In essence, it’s a battle between the Americans and their British partners against the rising threat of their Italian competitors. The race itself is a metaphor for a larger cultural battle in the 1960s between Americans and Europeans, as Iacocca makes clear early on in a boardroom presentation. The Ford Motor Company fears that it’s losing its market dominance and is seen as uncool to the maturing baby boom generation:
Lee Iacocca: In 1945, our soldiers came home. What was the first thing they did? They had sex. Seventeen years later, those babies, they’ve grown and they’ve got jobs. They’ve got licenses, but they do not wanna drive the same dull ‘50s cars their parents drove. You see, kids today, they want glamour. They want sex appeal. They want to go fast. Gentlemen, it’s time for the Ford Motor Company to go racing.
Henry Ford II: We’re already in racing, Iacocca.
Lee Iacocca: NASCAR? It’s, it’s regional, sir. If you go to the movies, you open up a magazine, you don’t see good ‘ol boys and Winston-Salem. You see, uh, Sophia Loren, Monica Vitti. James Bond does not drive a Ford, sir.
Henry Ford II: That’s because he’s a degenerate.
Leo Beebe: Lee, in the last three years, you and your marketing team have presided over the worst sales slump in the US history. Why exactly should Mr. Ford listen to you?
Lee Iacocca: Because we’ve been thinking wrong. Ferrari. Now, they have won four out of the last five Le Mans. We need to think like Ferrari.
In some ways this film reminded me of Moneyball, which also looks at competitive sports through the lens of big business. Winning, in each case, is a way for a major corporation to improve the attractiveness of its brand and boost profits. In order to win, the company brings in a ringer, someone who can think outside the box and offer an innovative path to victory. In Moneyball it was assistant general manager Peter Brand who used sabermetrics to make the Oakland Athletics a winning team. In Ford v Ferrari it’s the duo of Shelby and Miles, who know how to design a fast car and win a race at the level of Le Mans.
Miles is depicted in the film as the car whisperer, as the Man Who Knows Cars. He knows automobiles inside and out. He can listen to a car he’s driving and feel what it’s capable of. He even speaks to the car as he’s driving it, coaxing it to give him more than 7000 RPMs. Ken teaches everything he knows to his son, the Wolfgang Van Halen to his Eddie. Shelby is Miles’s champion, defending him before skeptical Ford executives. He knows Miles is the “best of the best”, in classic Hollywood action hero tradition, though it takes the execs a while to share his view.

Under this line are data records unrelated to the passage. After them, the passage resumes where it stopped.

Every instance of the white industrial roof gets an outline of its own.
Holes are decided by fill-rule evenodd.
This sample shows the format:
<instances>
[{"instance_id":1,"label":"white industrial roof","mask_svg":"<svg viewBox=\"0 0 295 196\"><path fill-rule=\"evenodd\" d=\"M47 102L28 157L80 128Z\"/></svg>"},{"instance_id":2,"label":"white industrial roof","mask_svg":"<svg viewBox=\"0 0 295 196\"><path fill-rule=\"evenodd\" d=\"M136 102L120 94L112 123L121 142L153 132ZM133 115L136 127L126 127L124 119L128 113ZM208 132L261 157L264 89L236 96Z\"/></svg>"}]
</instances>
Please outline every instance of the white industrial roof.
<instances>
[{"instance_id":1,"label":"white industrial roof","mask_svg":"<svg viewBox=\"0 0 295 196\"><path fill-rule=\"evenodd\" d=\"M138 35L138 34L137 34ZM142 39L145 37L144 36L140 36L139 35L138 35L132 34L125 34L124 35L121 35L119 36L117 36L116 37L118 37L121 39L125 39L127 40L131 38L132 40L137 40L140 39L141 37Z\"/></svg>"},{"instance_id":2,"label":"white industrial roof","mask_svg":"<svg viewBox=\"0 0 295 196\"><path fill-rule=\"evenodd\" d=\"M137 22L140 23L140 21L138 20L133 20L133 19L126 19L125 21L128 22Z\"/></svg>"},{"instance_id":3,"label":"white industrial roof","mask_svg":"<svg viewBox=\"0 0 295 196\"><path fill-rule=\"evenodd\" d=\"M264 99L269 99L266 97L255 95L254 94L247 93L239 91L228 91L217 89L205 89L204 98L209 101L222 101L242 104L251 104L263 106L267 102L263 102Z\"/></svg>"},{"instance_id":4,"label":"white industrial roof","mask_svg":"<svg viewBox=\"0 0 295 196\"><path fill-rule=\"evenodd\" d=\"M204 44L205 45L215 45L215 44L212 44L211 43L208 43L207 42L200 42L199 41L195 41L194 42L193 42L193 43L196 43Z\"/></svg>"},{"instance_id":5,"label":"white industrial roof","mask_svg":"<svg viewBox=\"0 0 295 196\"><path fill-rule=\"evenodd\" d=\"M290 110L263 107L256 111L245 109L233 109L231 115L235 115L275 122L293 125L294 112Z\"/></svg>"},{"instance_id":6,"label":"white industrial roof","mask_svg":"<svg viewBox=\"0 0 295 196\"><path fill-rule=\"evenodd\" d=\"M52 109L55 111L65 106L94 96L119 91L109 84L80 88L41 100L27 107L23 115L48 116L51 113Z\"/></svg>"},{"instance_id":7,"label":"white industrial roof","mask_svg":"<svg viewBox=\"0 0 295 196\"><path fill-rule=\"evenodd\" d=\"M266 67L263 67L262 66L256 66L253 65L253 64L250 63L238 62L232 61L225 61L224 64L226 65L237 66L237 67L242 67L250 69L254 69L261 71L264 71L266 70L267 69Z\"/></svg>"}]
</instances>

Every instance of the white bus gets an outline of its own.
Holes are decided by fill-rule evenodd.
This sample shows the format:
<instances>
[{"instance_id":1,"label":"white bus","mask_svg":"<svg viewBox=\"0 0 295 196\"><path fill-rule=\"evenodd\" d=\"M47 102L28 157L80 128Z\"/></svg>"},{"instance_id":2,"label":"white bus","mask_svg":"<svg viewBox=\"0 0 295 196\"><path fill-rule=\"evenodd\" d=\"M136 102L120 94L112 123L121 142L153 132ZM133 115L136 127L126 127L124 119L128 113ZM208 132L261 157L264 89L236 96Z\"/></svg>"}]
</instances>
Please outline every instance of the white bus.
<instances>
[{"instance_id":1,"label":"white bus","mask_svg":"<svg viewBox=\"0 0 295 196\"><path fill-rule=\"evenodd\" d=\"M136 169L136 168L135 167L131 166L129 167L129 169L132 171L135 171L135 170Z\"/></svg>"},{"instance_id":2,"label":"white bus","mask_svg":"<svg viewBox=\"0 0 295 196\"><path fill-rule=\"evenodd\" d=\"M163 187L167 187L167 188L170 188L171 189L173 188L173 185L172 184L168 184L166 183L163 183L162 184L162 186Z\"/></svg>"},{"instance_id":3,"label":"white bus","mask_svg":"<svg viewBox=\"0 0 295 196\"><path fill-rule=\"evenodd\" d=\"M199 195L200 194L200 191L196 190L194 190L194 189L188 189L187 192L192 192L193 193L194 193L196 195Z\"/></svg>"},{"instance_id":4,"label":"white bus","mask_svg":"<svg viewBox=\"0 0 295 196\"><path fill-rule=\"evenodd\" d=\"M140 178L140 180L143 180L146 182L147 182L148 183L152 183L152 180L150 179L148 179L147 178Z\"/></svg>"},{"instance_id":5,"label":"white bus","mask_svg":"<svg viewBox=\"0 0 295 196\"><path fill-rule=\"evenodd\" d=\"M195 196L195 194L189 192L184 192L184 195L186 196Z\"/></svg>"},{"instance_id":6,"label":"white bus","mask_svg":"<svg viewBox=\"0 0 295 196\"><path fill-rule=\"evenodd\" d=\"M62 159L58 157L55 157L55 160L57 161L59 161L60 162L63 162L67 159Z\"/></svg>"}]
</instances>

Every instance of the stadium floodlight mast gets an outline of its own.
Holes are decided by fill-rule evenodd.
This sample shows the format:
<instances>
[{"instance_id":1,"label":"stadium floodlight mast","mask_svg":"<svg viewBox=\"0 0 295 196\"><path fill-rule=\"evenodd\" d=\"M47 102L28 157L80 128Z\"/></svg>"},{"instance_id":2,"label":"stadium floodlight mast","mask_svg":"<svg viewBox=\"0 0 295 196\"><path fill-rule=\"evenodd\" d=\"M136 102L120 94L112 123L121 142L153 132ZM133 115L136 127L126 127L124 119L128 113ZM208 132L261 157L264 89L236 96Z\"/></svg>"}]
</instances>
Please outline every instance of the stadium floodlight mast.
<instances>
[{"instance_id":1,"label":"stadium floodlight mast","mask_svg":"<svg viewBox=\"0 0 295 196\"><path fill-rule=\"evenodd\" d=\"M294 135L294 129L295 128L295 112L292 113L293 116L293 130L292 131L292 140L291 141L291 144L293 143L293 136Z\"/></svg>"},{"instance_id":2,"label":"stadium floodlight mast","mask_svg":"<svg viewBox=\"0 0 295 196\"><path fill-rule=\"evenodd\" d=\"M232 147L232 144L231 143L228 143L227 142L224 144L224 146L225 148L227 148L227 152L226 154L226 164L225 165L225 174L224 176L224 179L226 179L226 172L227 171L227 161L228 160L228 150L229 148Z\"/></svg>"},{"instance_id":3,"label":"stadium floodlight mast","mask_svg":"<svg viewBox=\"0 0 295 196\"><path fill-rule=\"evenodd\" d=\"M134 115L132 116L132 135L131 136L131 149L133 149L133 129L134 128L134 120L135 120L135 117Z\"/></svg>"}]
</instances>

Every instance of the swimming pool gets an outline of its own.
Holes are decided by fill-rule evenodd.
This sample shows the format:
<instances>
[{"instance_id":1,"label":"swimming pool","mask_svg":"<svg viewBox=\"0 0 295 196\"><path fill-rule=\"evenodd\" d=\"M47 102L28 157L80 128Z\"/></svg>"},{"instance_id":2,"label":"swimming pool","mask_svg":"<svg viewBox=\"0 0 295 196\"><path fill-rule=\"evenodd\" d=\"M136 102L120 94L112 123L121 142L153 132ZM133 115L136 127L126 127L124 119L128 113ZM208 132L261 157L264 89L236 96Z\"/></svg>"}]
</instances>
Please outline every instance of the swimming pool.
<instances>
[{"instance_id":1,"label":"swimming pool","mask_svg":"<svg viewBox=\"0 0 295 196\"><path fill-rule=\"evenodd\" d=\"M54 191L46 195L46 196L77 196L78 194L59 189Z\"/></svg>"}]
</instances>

The most popular car-related films at the moment are of course the Fast and Furious movies. In The Fate of the Furious Vin Diesel’s Dom Toretto memorably mumbled, “You know it doesn’t matter what’s under the hood. The only thing that matters is who’s behind the wheel.” Shelby half-shares this view. As a car designer, he acknowledges what’s under the hood does matter. But as he suggests to Iacocca early on, the best car that money can buy means nothing without the right driver:
Lee Iacocca: So you don’t think that Ford Motor Company can build the greatest race car the world’s ever seen? You think that we are incapable of winning an event like that? Even if we had a brilliant partner? Even if we wrote a, uh, blank check?
Carroll Shelby: What I’m saying is, you can’t buy a win, Lee. But maybe you can buy the guy who gets you a shot.
Building up the mystique of racing in this way, presenting an almost spiritual bond between race car and driver, managed to draw me in and get me interested in a sport I otherwise couldn’t care less about. It’s very much a “guy’s movie”: the only female character is Miles’s wife Mollie (Caitríona Balfe) who mostly acts concerned and supports her husband. Mangold shoots the race scenes in an exciting fashion, the actors offer good performances, and there’s enough care to period detail in the music and production design that the film keeps your attention throughout its considerable 152-minute length. If it wasn’t enough to turn me into a fan of sports car racing, it was entertaining enough to pique my interest and give that subculture another look.